Nua is a village located in Lealataua County within the Western District of American Sāmoa. Serving as the administrative center for the administrative unit called Samatua, Nua is part of a region that includes several small localities situated between Leone and the western cape along the southwestern-facing bay. These localities comprise Nua, Seʻetaga, Faʻilolo, ʻAmanave, and Afao. Samatua consists of six towns and translates to “Elder”.

==History==
On October 5, 1890, the steamship Alameda made a stop near the island of Tutuila. Among its passengers were Henry Adams, an American historian and writer, John La Farge, a renowned artist, and Rioza Awoki, a Japanese traveler. The trio disembarked and boarded a small schooner. They had plans of visiting Apia, however, adverse weather conditions forced them to alter their course, leading them to the harbor at Nua, where they spent their first night. During their stay in Nua, they encountered Wakea, a ceremonial village maiden, and attended their inaugural Samoan dance performance, which greatly impressed and enchanted them. Although Adams originally intended to remain in Sāmoa for only a month before continuing his voyage, he extended his stay to over three months.

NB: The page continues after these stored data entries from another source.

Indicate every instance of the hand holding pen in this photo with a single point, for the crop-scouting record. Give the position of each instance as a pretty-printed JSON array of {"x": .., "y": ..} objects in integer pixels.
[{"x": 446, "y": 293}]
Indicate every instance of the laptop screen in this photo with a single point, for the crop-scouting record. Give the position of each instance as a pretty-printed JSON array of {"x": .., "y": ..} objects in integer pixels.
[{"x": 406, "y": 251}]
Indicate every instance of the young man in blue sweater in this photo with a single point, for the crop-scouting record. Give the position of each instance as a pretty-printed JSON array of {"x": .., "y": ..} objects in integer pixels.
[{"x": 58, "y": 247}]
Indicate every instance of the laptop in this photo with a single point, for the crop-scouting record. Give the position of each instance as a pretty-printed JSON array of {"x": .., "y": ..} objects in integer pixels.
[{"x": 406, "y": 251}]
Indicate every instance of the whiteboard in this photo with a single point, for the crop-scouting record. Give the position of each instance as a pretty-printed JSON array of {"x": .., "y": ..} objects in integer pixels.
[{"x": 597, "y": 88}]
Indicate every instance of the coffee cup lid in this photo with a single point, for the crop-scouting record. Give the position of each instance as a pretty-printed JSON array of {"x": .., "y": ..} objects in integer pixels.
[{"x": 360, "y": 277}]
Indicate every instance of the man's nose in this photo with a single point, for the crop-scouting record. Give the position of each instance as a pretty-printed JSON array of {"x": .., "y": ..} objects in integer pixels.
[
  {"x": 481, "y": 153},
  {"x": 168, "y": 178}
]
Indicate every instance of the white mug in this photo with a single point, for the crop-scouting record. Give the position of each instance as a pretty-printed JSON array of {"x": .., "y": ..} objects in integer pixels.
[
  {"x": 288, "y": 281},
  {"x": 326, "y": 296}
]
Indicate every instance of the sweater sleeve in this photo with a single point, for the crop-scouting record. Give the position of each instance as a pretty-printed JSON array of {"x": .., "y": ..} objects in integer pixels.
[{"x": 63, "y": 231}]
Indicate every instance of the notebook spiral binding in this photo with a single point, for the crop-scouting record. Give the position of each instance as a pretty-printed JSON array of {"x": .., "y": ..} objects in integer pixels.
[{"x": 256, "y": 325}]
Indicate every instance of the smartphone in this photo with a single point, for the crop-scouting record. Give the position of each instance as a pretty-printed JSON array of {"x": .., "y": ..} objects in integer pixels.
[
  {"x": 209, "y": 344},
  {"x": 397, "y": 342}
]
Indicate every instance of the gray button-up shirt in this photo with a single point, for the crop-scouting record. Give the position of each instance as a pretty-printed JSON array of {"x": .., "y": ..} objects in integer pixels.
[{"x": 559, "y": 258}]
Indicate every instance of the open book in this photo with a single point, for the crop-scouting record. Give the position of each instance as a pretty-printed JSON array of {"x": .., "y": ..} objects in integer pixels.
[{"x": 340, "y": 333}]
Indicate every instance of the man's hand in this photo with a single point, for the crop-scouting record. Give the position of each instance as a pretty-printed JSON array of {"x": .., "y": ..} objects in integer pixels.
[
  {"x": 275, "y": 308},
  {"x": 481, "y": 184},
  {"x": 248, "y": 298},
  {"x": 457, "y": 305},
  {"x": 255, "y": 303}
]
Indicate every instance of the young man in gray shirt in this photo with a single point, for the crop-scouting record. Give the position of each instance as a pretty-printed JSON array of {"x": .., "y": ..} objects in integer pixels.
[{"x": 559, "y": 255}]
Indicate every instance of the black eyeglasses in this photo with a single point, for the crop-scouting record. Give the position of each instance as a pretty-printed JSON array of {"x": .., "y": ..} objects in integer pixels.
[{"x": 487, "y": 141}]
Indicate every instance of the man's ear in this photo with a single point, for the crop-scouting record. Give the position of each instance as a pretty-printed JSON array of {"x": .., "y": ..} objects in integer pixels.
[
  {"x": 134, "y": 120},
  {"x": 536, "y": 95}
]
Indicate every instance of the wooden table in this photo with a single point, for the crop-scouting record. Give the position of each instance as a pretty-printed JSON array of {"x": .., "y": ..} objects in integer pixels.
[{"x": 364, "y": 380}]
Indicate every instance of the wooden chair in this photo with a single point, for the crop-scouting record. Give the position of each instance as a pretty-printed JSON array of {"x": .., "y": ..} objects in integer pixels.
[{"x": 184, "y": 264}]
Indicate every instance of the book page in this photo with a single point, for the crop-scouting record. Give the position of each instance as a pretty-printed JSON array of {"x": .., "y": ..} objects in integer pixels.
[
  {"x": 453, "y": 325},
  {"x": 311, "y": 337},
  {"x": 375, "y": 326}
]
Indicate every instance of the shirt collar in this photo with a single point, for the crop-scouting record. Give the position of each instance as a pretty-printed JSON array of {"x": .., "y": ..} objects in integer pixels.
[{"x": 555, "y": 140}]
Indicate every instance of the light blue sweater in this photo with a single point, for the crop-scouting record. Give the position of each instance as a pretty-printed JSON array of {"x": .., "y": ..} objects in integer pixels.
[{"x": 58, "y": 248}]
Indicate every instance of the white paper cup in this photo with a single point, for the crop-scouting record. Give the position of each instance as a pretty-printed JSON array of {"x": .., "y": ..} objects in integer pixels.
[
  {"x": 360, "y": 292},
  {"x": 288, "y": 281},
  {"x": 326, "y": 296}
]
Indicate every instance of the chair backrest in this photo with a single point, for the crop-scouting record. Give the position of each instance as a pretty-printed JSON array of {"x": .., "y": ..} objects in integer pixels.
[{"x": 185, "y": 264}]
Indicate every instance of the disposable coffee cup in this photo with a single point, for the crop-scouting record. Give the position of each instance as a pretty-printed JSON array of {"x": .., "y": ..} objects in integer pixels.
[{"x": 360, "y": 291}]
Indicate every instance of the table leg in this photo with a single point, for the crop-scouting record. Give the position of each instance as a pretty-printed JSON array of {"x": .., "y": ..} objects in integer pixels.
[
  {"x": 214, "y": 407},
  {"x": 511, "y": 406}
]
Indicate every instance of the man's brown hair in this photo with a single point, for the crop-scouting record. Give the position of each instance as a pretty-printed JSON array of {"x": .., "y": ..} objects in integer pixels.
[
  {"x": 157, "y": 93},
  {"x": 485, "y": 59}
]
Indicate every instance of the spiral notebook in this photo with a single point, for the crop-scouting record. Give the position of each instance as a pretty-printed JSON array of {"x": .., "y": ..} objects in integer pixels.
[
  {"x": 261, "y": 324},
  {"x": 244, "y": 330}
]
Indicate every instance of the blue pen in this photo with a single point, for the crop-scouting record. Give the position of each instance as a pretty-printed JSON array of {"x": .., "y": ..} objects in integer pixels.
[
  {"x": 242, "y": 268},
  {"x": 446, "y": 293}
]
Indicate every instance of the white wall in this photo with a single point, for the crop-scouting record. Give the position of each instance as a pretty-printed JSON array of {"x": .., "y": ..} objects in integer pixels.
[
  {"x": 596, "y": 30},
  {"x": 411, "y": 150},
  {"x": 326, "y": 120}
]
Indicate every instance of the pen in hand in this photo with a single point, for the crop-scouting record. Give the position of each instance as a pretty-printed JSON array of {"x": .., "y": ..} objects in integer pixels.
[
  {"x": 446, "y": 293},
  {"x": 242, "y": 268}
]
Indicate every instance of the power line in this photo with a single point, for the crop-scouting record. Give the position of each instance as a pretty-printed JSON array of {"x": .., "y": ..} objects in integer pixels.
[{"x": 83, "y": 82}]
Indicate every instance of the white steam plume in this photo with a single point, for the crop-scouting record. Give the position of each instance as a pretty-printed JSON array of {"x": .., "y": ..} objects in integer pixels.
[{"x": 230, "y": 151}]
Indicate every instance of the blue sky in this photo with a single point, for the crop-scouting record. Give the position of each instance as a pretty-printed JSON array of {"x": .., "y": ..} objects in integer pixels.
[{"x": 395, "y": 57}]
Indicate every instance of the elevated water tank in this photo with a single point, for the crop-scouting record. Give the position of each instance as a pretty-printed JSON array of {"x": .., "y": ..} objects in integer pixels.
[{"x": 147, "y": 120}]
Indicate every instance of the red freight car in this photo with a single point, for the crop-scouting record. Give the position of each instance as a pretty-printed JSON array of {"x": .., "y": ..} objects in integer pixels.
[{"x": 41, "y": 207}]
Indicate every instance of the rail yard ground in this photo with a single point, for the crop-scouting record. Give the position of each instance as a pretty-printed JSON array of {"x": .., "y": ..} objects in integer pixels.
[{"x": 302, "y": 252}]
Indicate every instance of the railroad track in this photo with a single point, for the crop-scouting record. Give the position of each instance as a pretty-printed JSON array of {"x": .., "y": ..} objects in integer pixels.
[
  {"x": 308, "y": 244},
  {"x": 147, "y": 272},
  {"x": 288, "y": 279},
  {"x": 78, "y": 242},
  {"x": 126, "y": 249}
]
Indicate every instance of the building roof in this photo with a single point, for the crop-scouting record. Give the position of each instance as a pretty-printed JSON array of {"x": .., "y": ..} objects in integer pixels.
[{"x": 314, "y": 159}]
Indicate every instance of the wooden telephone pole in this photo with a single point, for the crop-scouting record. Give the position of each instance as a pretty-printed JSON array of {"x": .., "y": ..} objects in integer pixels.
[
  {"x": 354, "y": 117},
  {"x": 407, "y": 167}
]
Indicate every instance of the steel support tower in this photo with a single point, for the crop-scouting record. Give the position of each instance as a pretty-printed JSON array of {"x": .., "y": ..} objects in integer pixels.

During their stay in Nua, Adams, La Farge, and Awoki were captivated by the beauty and hospitality of the villagers. The village women, adorned with garlands of leaves and flowers, performed the traditional sivā dance. Illuminated by the flickering glow of kerosene lamps, the dancers moved with a fluidity and poise that evoked comparisons to classical antiquity. Adams noted the dancers' glistening, perfumed skin and the profound connection they appeared to have with their movements, which he compared to East Indian sculptures. Meanwhile, La Farge likened the scene to living art, observing how the aesthetics of the dance transported him to a "Greek Golden Age." The visitors were equally struck by the spiritual and cultural depth of the rituals at Nua, which contrasted sharply with their Western perceptions of dance and performance. This experience left an impression on the trio, influencing their writings and artwork in the years that followed.